Hemofilia. Causas. Tratamiento de la Hemofilia.

La HEMOFILIA es una enfermedad congénita de la sangre debida a la disminución o falta de actividad de los factores de la coagulación VIII y IX.

La hemofilia por deficiencia del factor VIII constituye la hemofilia A, y la del factor IX, la enfermedad de Christmas o hemofilia B. La enfermedad es de herencia recesiva, ligada al sexo, por ser su vector el cromosoma X, de modo que cabe decir que la mujer transmite la enfermedad y sólo la sufre el hombre.
La enfermedad no se manifiesta normalmente en la mujer porque el cromosoma hemofílico X se halla' neutralizado por otro cromosoma normal X.

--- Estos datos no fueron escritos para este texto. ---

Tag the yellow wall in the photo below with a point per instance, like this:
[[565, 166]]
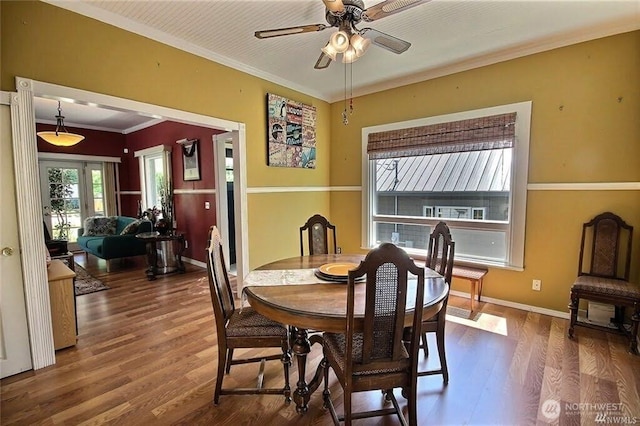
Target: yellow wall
[[50, 44], [581, 130], [585, 127]]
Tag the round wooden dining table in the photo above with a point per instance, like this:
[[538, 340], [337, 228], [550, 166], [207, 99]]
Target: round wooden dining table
[[285, 295]]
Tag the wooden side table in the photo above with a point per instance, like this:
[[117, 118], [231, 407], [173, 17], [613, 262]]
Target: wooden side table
[[63, 304], [67, 258], [162, 256]]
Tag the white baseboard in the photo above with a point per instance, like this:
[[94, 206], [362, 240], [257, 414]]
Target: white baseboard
[[521, 306], [194, 262]]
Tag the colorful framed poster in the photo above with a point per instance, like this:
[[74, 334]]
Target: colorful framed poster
[[291, 133]]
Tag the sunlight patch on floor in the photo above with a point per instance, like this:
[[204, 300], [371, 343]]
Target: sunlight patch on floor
[[482, 321]]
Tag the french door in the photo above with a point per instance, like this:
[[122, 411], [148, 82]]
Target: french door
[[71, 191]]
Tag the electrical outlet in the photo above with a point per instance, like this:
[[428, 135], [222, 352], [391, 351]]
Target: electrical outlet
[[536, 285]]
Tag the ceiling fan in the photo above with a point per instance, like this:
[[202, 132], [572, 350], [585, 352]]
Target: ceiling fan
[[349, 40]]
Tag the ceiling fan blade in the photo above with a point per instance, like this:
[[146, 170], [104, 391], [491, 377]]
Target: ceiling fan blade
[[391, 43], [389, 7], [323, 61], [334, 5], [290, 30]]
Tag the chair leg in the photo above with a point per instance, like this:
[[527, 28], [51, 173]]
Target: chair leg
[[412, 407], [347, 407], [222, 361], [286, 363], [425, 346], [633, 338], [229, 359], [573, 307], [326, 394], [441, 350]]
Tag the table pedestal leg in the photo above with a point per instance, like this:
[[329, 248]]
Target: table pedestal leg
[[302, 347]]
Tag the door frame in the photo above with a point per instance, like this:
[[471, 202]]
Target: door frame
[[30, 204], [240, 197]]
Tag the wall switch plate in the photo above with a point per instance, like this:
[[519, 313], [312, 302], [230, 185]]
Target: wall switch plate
[[536, 285]]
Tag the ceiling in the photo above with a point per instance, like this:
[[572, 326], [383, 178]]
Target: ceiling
[[447, 36]]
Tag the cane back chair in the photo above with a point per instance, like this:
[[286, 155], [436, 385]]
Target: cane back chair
[[375, 357], [241, 328], [603, 274], [440, 254]]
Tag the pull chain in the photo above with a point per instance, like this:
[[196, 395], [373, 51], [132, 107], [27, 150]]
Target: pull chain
[[345, 119]]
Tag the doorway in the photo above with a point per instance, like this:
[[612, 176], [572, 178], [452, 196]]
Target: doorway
[[26, 180]]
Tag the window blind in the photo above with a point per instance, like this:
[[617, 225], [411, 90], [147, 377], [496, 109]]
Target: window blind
[[477, 134]]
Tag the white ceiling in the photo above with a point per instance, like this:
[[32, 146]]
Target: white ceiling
[[447, 36]]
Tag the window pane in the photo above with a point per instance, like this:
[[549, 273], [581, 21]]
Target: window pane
[[155, 180], [402, 235], [468, 185], [480, 244]]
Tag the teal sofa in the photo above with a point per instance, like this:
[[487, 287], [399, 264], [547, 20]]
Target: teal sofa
[[113, 244]]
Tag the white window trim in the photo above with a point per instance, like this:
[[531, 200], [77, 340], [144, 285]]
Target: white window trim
[[515, 231], [141, 155]]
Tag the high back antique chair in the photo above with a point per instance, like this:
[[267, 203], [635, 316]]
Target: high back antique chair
[[440, 254], [320, 235], [371, 354], [603, 273], [241, 328]]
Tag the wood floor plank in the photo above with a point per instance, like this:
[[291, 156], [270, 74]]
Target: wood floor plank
[[147, 354]]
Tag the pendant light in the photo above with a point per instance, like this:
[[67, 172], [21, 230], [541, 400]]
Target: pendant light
[[61, 137]]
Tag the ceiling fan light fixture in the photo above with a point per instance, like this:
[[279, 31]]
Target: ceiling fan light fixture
[[339, 41], [360, 44], [61, 138], [58, 137], [350, 55], [330, 51]]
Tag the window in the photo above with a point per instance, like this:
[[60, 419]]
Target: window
[[468, 169], [155, 174]]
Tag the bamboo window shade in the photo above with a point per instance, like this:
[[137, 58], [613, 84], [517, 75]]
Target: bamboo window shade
[[476, 134]]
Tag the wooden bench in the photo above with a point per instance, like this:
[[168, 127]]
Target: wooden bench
[[474, 276]]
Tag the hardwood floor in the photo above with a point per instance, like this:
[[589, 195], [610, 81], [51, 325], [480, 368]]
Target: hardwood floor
[[146, 354]]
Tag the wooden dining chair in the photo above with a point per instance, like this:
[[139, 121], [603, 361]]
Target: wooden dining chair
[[371, 354], [321, 235], [603, 274], [440, 253], [241, 328]]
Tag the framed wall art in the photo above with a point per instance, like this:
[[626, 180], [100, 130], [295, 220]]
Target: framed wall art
[[291, 133], [190, 159]]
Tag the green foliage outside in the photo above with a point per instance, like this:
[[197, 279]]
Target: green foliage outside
[[61, 183]]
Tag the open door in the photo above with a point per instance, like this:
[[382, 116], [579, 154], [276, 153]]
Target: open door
[[15, 350]]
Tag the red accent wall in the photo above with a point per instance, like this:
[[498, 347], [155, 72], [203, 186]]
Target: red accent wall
[[192, 218]]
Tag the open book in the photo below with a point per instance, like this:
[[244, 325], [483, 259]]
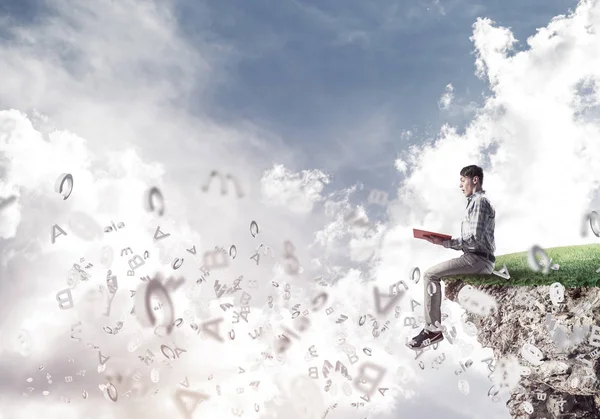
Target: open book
[[422, 234]]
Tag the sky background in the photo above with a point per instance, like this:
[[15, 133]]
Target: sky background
[[310, 106]]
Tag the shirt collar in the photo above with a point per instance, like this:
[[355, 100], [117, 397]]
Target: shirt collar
[[481, 192]]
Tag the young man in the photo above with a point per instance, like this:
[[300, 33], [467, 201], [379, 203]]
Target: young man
[[477, 243]]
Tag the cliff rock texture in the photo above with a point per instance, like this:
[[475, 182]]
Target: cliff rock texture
[[563, 382]]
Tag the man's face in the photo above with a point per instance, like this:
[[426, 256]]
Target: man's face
[[467, 186]]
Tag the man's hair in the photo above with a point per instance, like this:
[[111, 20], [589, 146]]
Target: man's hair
[[472, 171]]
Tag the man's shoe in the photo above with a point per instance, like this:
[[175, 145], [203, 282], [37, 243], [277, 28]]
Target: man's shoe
[[424, 339]]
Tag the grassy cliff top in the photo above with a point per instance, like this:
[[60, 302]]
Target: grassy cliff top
[[577, 268]]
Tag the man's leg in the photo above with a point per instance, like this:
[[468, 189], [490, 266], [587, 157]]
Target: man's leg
[[465, 264]]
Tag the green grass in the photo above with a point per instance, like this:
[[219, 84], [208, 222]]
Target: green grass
[[578, 266]]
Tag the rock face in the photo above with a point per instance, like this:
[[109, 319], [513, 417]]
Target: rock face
[[564, 381]]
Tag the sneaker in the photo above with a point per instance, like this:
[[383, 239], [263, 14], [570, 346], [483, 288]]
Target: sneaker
[[424, 339]]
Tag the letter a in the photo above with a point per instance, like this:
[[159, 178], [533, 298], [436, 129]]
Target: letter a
[[54, 235], [193, 397]]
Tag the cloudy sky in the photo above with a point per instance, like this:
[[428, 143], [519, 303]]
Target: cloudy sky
[[309, 106]]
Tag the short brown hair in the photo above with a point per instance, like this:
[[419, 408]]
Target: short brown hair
[[472, 171]]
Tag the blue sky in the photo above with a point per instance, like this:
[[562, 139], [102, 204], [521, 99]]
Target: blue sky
[[296, 73], [137, 93]]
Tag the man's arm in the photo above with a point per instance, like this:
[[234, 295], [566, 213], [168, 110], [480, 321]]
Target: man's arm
[[482, 211]]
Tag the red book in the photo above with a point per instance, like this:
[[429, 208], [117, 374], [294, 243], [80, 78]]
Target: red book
[[421, 234]]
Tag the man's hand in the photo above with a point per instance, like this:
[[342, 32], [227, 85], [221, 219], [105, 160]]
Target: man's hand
[[435, 240]]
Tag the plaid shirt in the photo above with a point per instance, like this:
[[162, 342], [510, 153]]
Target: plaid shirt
[[477, 229]]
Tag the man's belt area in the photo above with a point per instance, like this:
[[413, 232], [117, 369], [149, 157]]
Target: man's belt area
[[489, 257]]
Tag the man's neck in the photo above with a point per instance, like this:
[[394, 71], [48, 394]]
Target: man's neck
[[475, 192]]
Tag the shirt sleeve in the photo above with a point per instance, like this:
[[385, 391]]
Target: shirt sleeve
[[481, 212], [455, 244]]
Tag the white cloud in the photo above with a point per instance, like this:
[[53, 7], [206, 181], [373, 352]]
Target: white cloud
[[296, 191], [447, 97], [114, 90]]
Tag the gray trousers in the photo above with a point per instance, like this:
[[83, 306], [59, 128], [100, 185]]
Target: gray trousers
[[468, 263]]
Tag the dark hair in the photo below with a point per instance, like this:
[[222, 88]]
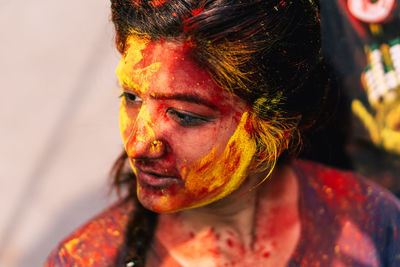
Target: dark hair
[[268, 52]]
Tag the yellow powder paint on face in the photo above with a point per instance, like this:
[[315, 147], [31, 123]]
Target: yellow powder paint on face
[[128, 75], [138, 126], [221, 175]]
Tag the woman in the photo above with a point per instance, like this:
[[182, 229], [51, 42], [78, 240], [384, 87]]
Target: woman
[[214, 94]]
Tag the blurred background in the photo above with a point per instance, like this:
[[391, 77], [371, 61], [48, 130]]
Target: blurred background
[[59, 130]]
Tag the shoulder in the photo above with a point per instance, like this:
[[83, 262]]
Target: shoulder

La incidencia de la hemofilia, según las distintas estadísticas, oscila alrededor de 1 caso por 10.000 habitantes, siendo la hemofilia A unas cinco veces más frecuente que la enfermedad de Christmas.

Existen hemofilias sin historia familiar, denominadas esporádicas, que pueden deberse a transmisión inaparente durante varias generaciones o ser el resultado de una mutación de genes.

El diagnóstico biológico se basa en una coagulación deficiente de la sangre, que se manifiesta, si la hemofilia es intensa, por un tiempo de coagulación en tubo prolongado (la sangre puede tardar en coagularse incluso más de 1 ó 2 horas).

En las hemofilias moderadas o leves el tiempo de coagulación puede mostrarse normal, y suele diagnosticarse por pruebas más sensibles: tiempo de cefalina, consumo de protrombina y test de Biggs y Douglas; esta última prueba es además muy útil para el diagnóstico del tipo de hemofilia. En las formas severas, la tasa del factor VIII o IX es menor del 2% de las cifras normales, y en las formas atenuadas, entre 5 y 20 %.

Los accidentes hemorrágicos más frecuentes en esta enfermedad son: hemorragias incoercibles por pequeñas heridas vasculares, sobre todo por avulsiones dentarias; hematomas, sobre todo a nivel del psoas (simulando una urgencia abdominal); hemartrosis recidivantes, que conducen a secuelas anquilosantes; hematurias con riesgo de obstrucción uretral por coágulos.

La profilaxis en cuanto a la aparición de hemorragias consiste en evitar al máximo los traumatismos, lo que se ha de lograr educando al niño adecuadamente para que se autoproteja, aliviándole a la vez y en lo posible de los problemas sociales y psicológicos que implica su enfermedad.

El tratamiento de los accidentes hemorrágicos y su prevención en caso de intervenciones quirúrgicas ineludibles es sustitutivo, administrando plasma o la fracción de plasma que contenga el factor deficitario en el enfermo.